The Seal is almost at my grasp
Darkness claws at me, suffocating and endless, thick like tar. My lungs burn, my vision flickers between reality and something else—something worse. My body is screaming, my mind unraveling, but I can’t move. I can only listen to the raspy breath that isn’t mine, feel the nails digging into my skin, the heat of something ancient curling around me like a noose tightening.
I’m dying.
Or maybe I’m already dead. That’s the funny thing. I should know, right?
But before we get to all the messy details of my current situation—like the fact that an ancient demon is trying to rip my soul apart—I should probably introduce myself. You deserve to know whose horror show you just stumbled into, and trust me, it’s not pretty.
The name’s Emma Cranes. Once upon a time, I was just a women with a mundane, repetitive life. Wake up at 5 AM, catch a bus to work, drink tea or warm water like some old lady, come home, sleep, repeat. A goddamn merry-go-round. A predictable, unremarkable cycle—until the day it all shattered.

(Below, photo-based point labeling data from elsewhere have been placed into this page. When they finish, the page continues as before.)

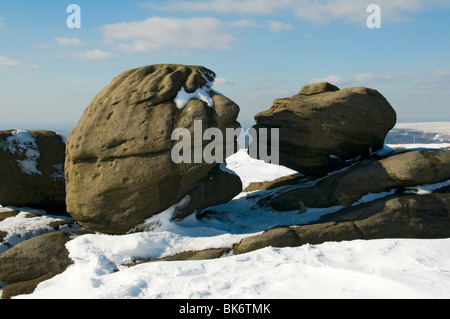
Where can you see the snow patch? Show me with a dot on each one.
(202, 93)
(24, 144)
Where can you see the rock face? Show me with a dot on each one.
(411, 216)
(321, 127)
(374, 175)
(32, 170)
(119, 168)
(27, 264)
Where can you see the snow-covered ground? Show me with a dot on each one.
(387, 268)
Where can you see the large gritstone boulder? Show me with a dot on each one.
(322, 127)
(120, 169)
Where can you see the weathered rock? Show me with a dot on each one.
(374, 175)
(398, 216)
(119, 170)
(25, 265)
(322, 127)
(32, 170)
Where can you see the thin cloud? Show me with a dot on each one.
(157, 34)
(8, 64)
(438, 74)
(376, 78)
(278, 26)
(265, 80)
(94, 55)
(333, 79)
(223, 81)
(68, 41)
(320, 12)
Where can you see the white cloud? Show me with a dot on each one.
(265, 80)
(7, 64)
(313, 11)
(94, 55)
(333, 79)
(156, 33)
(68, 41)
(278, 26)
(223, 81)
(439, 74)
(376, 78)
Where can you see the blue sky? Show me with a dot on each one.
(259, 49)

Now? Now I’m bleeding out on a cold, cracked floor, gasping through the searing pain as something unholy breathes against my face, whispering things I can’t understand but feel sinking into my bones. This isn’t a nightmare. It isn’t some hallucination or near-death experience that ends with me waking up in a hospital bed. No. This is real. This is my reality now.
And if I’m being honest with you, dear reader, my reality is completely fucked.
The demon’s voice slithers through my ears, guttural and raw. “Your body is breaking Mother.” it hisses, talons tightening around my wrists. “Mother...”
A sharp pain slices through my chest, and for a moment, I can’t even scream. My body convulses, fire replacing my blood, and then—
Flashback. Because what’s a horror story without a proper backstory, right?
Let’s rewind to before I was torn apart by hell itself. Before I knew demons were real. Before my life became something worse than death.
Let’s start at the beginning.
The part where I was still breathing.